Otları ineklerin önüne koyarken kendi kendine mi konuşuyordu ineklerle mi, şaştı kendine. İnce dudaklarını sağa yaslayıp tebessüm etti. Ahırın küçük camındaki gölgeyi fark etti, ürktü. Geçen seferki gibi o geldi diye ahırdan fırladı, anası kapıdaydı. "Oh," sesi duyulmasa da ağzından çıktı.
“Tahire sen git şimdi, Hocagillerin Hacer doğuruyormuş, beni çağırdılar. Olur da yetişemez gelmezsem kuşluğa dönersin.”
“Olur” dedi Tahire. Çayırlar tek başına gitmediği yer değildi. Oduna ormana bile gitmişliği vardı bir başına. Babası gurbette olmadığı zamanlar “Bir yerde iki kişi oyalanmak olmaz, biriniz bir işi yapın biriniz bir işi ki çabuk iş tutasınız,” der; tek tek yollardı her birini bir yere. Kendisi de kahvenin yolunu tutardı.
Tahire babasının bu iş kolikliğine de titizliğine de cimriliğine de alışmıştı aslında. Nasıl alışmasın tam otuz iki yıldır birlikteydi onunla. Yaşıtları çoktan evlenip çoluk çocuğa karışmıştı. Tahire’yi de bir deli topaldan başka isteyen çıkmamıştı. “Yarım akıllıya verecek kızım yok,” dedi kesti attı babası. Tahire de zaten varmazdı. Sonra bir iki isteyecek olanlar çıksa da babasının huyu yüzünden delikanlılar vazgeçti. Tahire de vazgeçti artık beklemekten. Bu yaştan sonra zaten köy yerinde onu alacak kimsecikler yoktu deli topaldan başka.
“Kaçma kız, alacam seni”
“Git hayde başka kapıya, benden sana yar olmaz domuz!”
“Bende ne varmış, bak tarlalarım var, hepsi senin…”
“De git, yeme şu güğümü kafana!”
Tahire’nin geçen ayki olanlar aklına gelince elini kalbine götürdü, hızlı hızlı solumaya başladı. “Allah’ın topalı, domuz!” diye içine içine söylenerek hışımla ipiyle orağını aldı, düştü yola. Köy evlerini geçince patika yokuşlara doğru tırmandı. Çayır köye hayli ıraktı. Güneş sabah sıcağını sunmaya, kelebekler uçmaya ve ağustos böcekleri ötmeye başlamıştı.

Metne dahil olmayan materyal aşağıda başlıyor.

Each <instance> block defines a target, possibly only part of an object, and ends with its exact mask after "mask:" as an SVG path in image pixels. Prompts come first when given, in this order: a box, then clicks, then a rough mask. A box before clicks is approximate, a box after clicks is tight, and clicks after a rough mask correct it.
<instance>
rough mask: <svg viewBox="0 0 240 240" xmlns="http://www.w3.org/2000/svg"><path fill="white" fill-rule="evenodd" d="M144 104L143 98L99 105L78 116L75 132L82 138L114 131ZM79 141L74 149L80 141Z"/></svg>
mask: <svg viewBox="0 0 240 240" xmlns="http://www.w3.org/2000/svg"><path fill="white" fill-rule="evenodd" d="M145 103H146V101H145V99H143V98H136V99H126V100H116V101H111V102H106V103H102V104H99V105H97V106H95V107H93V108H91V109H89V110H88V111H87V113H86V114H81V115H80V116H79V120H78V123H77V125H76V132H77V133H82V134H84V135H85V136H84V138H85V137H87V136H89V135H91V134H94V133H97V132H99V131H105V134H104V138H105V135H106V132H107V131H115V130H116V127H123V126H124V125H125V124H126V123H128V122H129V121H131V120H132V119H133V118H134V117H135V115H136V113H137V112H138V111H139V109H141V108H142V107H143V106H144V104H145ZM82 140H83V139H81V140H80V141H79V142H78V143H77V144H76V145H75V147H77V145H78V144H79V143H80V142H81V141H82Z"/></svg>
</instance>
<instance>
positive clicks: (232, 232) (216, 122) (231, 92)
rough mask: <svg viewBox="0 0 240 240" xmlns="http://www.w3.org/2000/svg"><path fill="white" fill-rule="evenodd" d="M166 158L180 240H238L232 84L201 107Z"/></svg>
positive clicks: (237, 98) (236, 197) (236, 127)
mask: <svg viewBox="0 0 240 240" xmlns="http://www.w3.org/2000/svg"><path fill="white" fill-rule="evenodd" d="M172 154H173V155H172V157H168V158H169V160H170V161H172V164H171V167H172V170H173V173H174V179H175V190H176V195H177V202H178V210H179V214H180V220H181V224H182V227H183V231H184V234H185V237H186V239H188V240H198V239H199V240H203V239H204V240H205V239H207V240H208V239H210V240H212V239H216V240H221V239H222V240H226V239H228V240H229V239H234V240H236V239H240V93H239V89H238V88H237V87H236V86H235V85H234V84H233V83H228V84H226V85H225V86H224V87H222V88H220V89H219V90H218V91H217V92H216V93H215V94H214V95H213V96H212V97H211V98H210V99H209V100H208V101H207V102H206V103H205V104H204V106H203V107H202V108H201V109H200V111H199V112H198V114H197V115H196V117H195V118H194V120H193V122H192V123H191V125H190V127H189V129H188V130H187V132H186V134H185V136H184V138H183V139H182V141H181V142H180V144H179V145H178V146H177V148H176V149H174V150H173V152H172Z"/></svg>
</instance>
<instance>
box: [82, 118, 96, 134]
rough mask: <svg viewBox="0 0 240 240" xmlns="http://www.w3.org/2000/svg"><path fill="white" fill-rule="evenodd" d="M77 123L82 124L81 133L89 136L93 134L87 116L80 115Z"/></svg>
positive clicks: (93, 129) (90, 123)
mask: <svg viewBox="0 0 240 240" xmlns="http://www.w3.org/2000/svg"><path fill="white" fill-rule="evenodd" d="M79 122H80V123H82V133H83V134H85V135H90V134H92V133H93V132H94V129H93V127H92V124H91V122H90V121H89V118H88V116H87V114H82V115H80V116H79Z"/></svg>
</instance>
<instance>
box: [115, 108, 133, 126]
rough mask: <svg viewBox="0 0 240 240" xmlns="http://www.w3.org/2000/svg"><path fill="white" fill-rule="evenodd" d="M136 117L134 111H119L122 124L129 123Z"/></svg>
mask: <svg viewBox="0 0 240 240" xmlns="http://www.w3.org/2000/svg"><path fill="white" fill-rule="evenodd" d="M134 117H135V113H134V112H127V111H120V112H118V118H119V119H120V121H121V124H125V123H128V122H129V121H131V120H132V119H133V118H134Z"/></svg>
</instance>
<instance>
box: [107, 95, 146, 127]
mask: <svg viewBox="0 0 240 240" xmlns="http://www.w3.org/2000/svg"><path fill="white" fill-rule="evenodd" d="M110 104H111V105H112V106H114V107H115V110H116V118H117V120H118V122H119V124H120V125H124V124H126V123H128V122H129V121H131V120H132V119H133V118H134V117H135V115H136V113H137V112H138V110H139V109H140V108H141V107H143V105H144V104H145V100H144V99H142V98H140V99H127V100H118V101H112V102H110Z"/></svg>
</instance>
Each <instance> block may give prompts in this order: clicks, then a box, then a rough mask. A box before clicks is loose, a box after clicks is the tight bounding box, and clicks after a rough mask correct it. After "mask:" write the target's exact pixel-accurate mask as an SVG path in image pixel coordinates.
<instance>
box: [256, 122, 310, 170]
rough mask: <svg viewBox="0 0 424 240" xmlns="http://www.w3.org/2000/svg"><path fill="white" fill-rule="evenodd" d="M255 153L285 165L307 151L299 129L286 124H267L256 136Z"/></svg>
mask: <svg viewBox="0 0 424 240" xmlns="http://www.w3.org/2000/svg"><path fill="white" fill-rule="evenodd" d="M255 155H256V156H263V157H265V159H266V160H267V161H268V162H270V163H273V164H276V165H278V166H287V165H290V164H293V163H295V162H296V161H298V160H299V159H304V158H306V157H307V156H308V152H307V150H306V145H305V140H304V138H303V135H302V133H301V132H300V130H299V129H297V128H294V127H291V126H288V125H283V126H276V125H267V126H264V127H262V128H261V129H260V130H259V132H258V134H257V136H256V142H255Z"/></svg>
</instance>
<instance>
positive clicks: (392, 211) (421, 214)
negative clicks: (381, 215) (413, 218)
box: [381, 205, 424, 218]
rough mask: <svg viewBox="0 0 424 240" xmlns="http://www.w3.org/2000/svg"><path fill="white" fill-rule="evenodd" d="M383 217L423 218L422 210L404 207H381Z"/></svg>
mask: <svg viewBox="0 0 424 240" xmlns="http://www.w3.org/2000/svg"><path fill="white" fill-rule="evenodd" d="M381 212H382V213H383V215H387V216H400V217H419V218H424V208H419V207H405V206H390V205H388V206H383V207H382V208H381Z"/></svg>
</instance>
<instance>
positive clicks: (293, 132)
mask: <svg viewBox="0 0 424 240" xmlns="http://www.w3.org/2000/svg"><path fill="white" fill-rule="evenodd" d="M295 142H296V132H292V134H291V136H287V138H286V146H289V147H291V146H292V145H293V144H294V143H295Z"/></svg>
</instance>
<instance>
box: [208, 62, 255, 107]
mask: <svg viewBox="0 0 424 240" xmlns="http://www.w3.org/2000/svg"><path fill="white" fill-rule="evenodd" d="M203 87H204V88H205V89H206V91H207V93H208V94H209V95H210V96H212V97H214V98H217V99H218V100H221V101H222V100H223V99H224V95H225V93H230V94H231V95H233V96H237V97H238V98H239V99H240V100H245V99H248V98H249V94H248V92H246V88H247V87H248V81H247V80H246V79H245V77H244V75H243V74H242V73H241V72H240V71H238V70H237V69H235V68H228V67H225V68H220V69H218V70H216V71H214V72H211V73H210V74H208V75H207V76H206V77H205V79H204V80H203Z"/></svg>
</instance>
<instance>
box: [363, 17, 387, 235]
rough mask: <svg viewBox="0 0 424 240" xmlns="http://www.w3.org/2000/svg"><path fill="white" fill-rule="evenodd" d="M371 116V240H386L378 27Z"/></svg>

Yerine vardığında köy evleri görünmez oldu. Yorulmuştu, oturdu. Orağını çıkardı, bile taşıyla -bir sağ bir sol- ustaca biledi. Çayır kenarından akan arkın suyundan iki üç yudum içti, biçmeye başladı.
Biçmeyi severdi Tahire. Kendine küçük küçük yerler belirler, orayı bitirince başarmanın hazzıyla yeni hedef koyardı. Böylece işi hem daha zevkli hâle gelir hem kolay biterdi. İlk hedefini bitirdi. Şimdi karşıdaki ağaçtan alttaki taşa kadar olan alanı biçecekti. Önce oturdu, bir daha biledi orağını. Güneş tepeye doğru iyice yaklaşmış, sıcağı Tahire’nin yazmasının içine doluşmuştu. Alnındaki teri sildi. Boğazını aralayıp yazmasının iki ucunu başının gerisine itti.
“Yağmur yağacak belli, bu kadar kızdırması boşa değil. Otları yağmura vermesek bari. Gelmeseydim keşke!”
Pişmanlığına rağmen oturduğu yerden eğilip tekrar biçmeye başladı. Otları kestikçe kuruması için intizamla yanına seriyordu. İki üç orak sonra çıtırtı sesi geldi. Anasının işi bitmiş gelmiş olmalıydı.
“Kız mı oldu oğlan mı? Aman oğlan olsun bu dünyada oğlan olmak varmış.”
“Kız ana, oğlan mı kız mı desene?”
Otların üzerinden haşır haşur sürtünme sesi geldi. “Ana hep ezdin otları,” dedi geri döndü. Kara, kirli, dişleri sarı, saçları dökük, göbekli, topal deli sırıtarak geliyordu.
Tahire elindeki orağı ile olduğu yerden geriye doğru hareketlendi. Topal, kemerini çözüyor tuhaf sesler çıkarıyordu. Kelebekler yoktu ama ağustos böcekleri ötmeye devam ediyordu.